Clase was optioned to the Triple-A Buffalo Bisons to begin the 2025 season. He returned to the majors in May, replacing Alan Roden on the roster. Facing the St. Louis Cardinals on June 9, Clase hit his first home run of the season to tie the game in the 9th inning of a Jays win. Clase suffered a bruised right knee after Arizona Diamondbacks pitcher Brandon Pfaadt hit him in the knee with a pitch on June 17. He made 34 appearances for Toronto during the regular season, batting .210/.288/.300 with two home runs, nine RBI, and three stolen bases.
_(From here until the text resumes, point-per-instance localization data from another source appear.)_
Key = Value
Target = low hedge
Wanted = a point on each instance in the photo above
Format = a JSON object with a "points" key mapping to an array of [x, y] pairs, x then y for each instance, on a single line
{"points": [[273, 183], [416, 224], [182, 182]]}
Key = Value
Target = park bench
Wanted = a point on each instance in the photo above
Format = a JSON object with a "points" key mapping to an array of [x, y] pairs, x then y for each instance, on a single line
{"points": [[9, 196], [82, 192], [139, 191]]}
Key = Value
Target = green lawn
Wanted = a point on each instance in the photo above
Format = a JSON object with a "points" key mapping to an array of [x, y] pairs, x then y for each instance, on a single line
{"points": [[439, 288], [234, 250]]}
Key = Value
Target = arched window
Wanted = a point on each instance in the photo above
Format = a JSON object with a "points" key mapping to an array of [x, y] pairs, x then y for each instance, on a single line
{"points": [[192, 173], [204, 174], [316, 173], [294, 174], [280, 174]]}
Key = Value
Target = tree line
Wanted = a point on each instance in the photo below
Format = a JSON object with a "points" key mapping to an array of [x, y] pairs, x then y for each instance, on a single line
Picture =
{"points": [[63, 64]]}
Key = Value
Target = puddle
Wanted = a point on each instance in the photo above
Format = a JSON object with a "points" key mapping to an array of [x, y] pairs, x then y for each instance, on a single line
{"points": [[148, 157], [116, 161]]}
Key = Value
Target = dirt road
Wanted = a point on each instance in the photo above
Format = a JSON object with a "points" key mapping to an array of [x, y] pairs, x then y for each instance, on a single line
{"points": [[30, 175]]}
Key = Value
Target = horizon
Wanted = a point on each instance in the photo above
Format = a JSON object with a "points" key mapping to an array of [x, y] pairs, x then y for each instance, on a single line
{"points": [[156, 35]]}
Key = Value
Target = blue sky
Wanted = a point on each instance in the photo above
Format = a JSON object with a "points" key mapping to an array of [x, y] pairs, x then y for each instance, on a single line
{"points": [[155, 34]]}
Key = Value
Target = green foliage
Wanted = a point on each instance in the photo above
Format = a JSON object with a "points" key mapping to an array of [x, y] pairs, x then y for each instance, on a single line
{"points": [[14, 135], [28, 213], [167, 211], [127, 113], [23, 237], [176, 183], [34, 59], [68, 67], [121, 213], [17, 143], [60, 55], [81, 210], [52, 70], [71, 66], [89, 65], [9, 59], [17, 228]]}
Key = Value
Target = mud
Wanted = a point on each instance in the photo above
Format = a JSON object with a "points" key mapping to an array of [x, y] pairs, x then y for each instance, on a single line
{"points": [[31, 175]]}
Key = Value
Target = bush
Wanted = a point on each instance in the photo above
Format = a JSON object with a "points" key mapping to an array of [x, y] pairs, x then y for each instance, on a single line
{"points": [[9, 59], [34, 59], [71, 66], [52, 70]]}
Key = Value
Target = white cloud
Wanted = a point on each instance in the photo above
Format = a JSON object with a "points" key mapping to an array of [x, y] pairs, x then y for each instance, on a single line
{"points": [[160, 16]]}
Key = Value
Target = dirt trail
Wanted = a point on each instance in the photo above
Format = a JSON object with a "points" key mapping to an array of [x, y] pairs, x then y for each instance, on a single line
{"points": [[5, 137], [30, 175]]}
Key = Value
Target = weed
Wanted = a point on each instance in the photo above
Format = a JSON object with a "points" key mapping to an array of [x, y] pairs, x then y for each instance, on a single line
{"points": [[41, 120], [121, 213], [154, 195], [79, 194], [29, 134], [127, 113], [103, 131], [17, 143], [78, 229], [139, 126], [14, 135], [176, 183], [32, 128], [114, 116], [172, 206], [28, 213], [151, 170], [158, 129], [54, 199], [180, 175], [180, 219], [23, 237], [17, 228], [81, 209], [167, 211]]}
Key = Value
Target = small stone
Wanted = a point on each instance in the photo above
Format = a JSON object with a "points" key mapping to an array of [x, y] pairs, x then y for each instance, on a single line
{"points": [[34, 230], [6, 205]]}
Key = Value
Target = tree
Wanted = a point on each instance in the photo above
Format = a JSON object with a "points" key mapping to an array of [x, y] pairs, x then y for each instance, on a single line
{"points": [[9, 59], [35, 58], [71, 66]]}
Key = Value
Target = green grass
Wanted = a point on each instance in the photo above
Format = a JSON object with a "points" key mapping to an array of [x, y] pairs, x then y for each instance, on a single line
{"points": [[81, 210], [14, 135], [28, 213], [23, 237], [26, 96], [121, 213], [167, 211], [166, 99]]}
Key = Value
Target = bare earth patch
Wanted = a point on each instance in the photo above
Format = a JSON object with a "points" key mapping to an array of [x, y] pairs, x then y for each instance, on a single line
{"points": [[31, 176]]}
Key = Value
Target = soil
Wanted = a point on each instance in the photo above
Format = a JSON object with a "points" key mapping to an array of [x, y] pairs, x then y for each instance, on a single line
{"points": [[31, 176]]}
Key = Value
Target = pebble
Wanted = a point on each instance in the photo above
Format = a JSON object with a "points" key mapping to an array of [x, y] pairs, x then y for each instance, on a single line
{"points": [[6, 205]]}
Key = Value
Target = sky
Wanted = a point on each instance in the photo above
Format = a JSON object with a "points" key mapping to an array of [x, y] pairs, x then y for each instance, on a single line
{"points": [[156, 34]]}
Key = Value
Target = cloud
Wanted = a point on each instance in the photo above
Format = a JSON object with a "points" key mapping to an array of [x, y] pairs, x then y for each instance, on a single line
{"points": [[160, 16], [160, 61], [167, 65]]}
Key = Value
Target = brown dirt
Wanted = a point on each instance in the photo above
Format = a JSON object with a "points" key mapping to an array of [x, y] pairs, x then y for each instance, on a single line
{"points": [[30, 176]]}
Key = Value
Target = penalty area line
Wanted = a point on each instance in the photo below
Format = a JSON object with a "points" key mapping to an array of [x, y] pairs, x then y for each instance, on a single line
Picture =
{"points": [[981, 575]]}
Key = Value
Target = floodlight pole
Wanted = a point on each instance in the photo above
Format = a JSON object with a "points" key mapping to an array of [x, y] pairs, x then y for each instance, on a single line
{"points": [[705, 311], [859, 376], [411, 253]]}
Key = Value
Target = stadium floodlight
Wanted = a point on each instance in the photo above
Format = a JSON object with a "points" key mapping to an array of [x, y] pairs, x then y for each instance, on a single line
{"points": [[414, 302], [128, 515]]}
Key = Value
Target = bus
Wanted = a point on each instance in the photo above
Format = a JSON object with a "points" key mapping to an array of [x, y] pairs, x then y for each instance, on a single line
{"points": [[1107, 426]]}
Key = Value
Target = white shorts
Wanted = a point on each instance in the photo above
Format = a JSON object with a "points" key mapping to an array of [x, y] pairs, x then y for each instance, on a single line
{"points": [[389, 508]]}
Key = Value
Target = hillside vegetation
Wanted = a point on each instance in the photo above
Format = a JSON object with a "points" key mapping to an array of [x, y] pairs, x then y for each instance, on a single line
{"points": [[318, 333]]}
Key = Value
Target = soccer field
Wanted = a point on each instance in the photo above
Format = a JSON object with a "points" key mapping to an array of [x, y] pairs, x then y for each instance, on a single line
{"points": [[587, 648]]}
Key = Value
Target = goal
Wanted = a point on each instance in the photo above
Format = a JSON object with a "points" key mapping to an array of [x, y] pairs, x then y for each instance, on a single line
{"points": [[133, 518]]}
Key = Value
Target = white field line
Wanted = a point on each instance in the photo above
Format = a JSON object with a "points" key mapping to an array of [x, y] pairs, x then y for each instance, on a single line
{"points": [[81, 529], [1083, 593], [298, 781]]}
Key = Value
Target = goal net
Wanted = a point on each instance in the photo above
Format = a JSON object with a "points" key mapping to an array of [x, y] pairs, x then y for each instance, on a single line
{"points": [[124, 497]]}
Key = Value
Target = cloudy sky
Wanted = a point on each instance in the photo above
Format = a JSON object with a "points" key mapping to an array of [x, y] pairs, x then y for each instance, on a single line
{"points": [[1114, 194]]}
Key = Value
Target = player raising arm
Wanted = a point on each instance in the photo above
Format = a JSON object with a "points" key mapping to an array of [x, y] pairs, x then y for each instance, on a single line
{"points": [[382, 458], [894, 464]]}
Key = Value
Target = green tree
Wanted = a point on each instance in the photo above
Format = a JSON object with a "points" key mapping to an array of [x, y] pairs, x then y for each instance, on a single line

Clase was again optioned to Triple-A Buffalo to begin the 2026 season. He hit .223/.321/.359 with 5 home runs and 17 stolen bases to start the season in Buffalo. He was called up on July 1 as George Springer went on the paternity list. He started off very hot with the Jays, going 5 for 16 with 2 homers and 6 RBIs in his first 5 starts. He went on the 10-day injured list with left plantar fasciitis on July 21 after injuring himself running during pre-game warm-ups.